For more than two centuries, letters were the primary way people could communicate over long distances. It’s only in the last few decades that cheap and easy alternatives to the post have proliferated, radically reshaping the way in which we correspond.

But postal services are here to stay. We still need packages delivered, for one thing, and the rise of e-commerce means more and more of them. However we’re also developing a greater appreciation for ‘slow communication’, a countertrend to today’s proliferation of thoughtless tweets, texts, status updates and emails, giving new significance to the act of sending and receiving physical mail. 

Imagined Personality Traits of methods of communication 

While slow communication is growing in appeal, for the most part today’s consumers are seeking the best of both worlds: the more sensory satisfactions of the physical realm along with the ease, interactivity and anywhere-access of the digital sphere. Consumers expect a seamless experience and an array of options across the digital-to-physical spectrum. Marketers must connect the channels so consumers can hop from the digital (and its various platforms) to physical, however and whenever they want. 

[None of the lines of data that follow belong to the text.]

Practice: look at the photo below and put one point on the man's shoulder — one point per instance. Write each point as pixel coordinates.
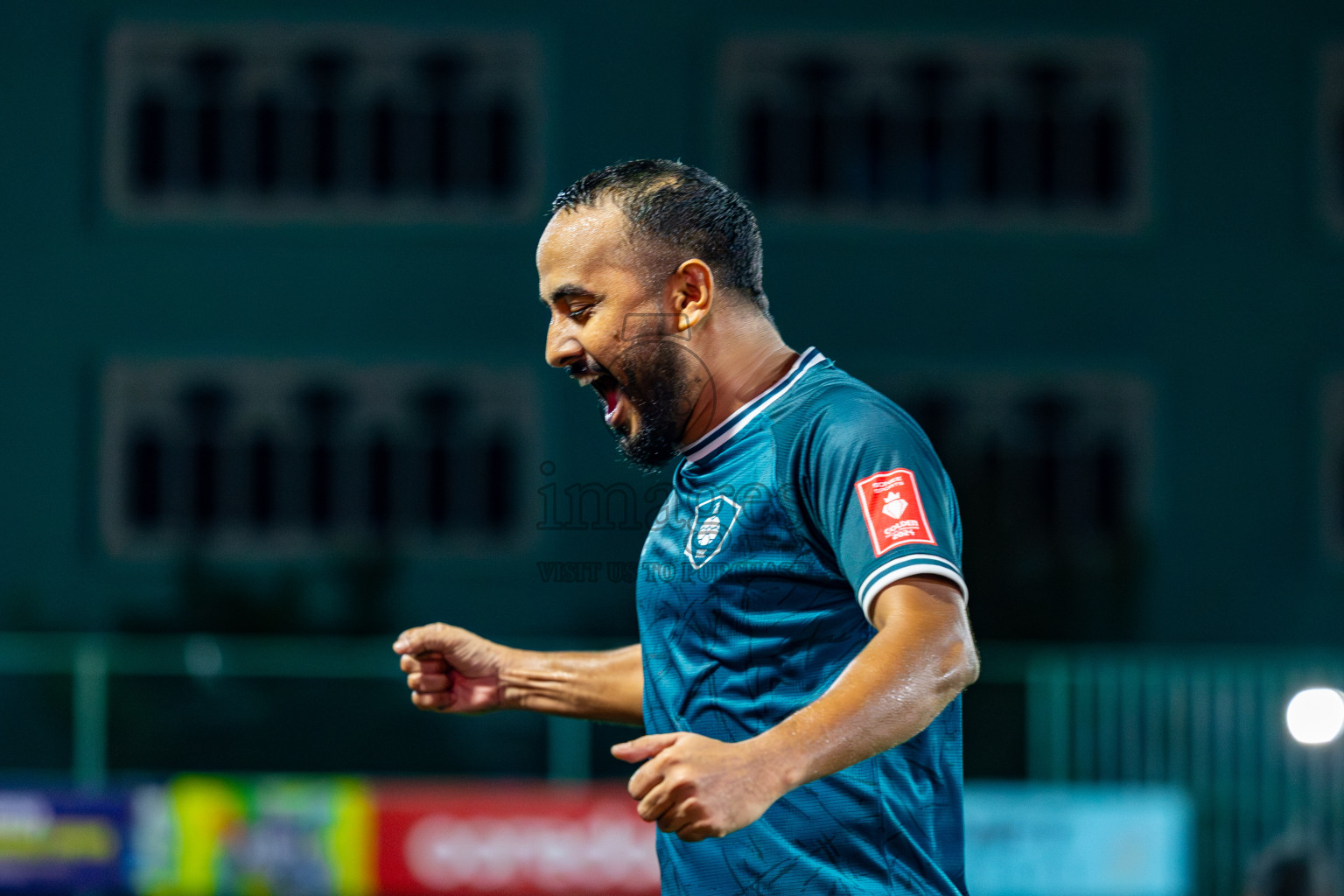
(835, 409)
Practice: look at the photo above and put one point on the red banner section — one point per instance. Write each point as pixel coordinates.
(512, 838)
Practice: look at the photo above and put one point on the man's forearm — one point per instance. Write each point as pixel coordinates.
(605, 685)
(886, 696)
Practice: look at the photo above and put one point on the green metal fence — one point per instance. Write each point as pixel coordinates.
(1210, 722)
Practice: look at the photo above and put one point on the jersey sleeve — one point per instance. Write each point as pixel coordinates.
(879, 499)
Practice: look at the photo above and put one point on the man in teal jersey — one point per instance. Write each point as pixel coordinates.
(802, 614)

Businesses are embracing these trends with offers of high-end stationery, innovative direct mail campaigns and the advent of delivery lockers. Postal services are adding digital components to real-world mail, translating digital content into physical deliveries and even looking at new approaches to stamps and addresses.

Fountain pen sales have soared: On Amazon, year-over-year sales doubled between January and May 2012.

The bottom line for brands?

There are tremendous opportunities to creatively leverage the power of mail.